That’s when I realized my front brake was still not working properly. I only braked with my back brake in the descent, only to overheat it and loose any kind of braking power. I ended up stopping in a bush with not even one scratch but decided to walk the rest of the descent ! I didn’t manage to completely fix my brake after much more tinkering but managed to get it at least safe.
After Kamloops I stopped overnight at another Warmshowers host, a couple who owns a bike repair shop. They are quite creative with recycling bicycle wheels…
On my way to Salmon Arm the following day I was very happy and relieved to see this nice message after following the busy highway for a while.
It is a strange thing to see the backroads so close to the highway though !!!
After staying with another Warmshower host, a couple, Alain and Coleen, I was in another area where good camping spots were slightly hard to find.

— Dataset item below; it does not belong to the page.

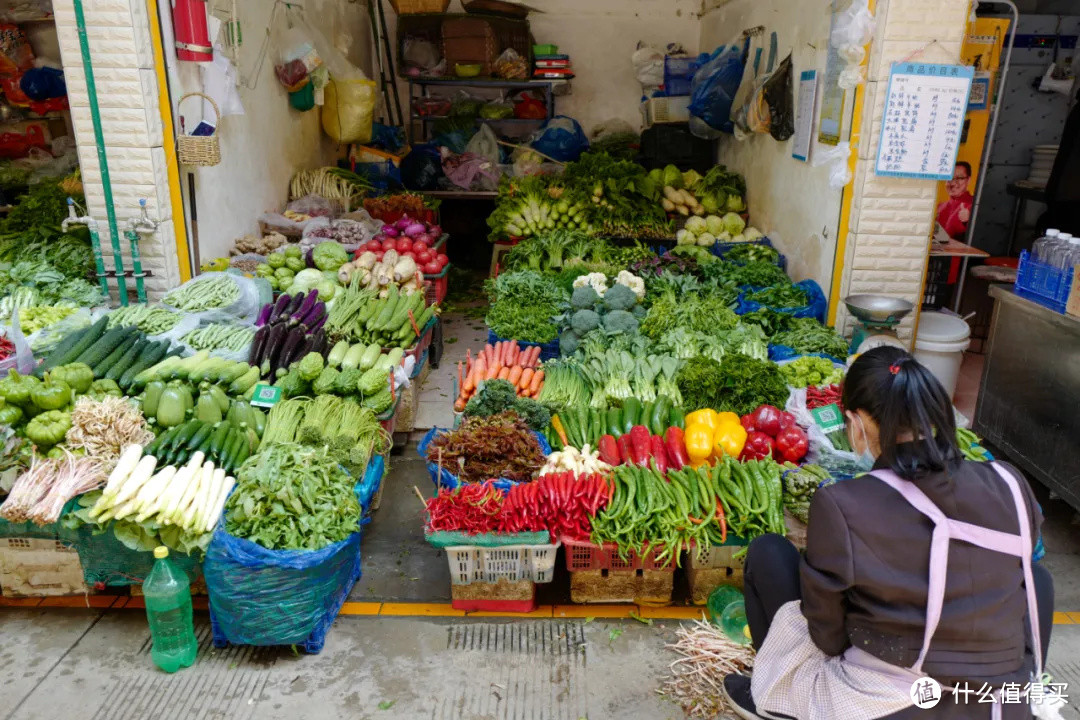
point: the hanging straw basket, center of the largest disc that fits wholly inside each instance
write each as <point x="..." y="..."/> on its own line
<point x="203" y="150"/>
<point x="416" y="7"/>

On my way I passed another historical landmark: The last spike to be put on the Trans Canadian railway, just before Revelstoke.

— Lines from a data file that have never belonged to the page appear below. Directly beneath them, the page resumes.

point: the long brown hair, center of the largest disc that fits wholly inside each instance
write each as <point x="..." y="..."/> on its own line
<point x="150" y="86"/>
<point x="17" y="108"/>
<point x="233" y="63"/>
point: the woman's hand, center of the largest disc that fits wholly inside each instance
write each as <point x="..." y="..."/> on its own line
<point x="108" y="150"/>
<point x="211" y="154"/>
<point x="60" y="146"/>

I may or may not have slept there…The following day on my way to Revelstoke I passed some traditional cabins in a agreeable landscape.
In Revelstoke I stayed at a Warmshowers host, William, a French expat, who took me climbing with some of his friends!
Out of Revelstoke, I was entering the National Parks area and had a decent climb ahead of me. I saw a lot of cyclotourists again.
In the National Parks unfortunately it is forbidden to wildcamp, and the campgrounds are expensive for a solo traveller. Expect to pay around 20-30CAD for most of them, who don’t provide showers but generally have pit toilets, water (not all of them), and bears lockers. However, in the busy summer period, they quickly get full, which can sometimes be an advantage if you are cyclotouring, as you can ask other people to share, which brings down the costs right down. After passing the first pass after Revelstoke I started looking for a spot at one of the smallest and less popular campground, with no luck. A little bit anxious I went on to the next one, 3km ahead and much bigger. It was after 7pm and I was getting slightly desperate, until I passed two cyclotourists already sharing a campsite that one of them had managed to grab in the morning.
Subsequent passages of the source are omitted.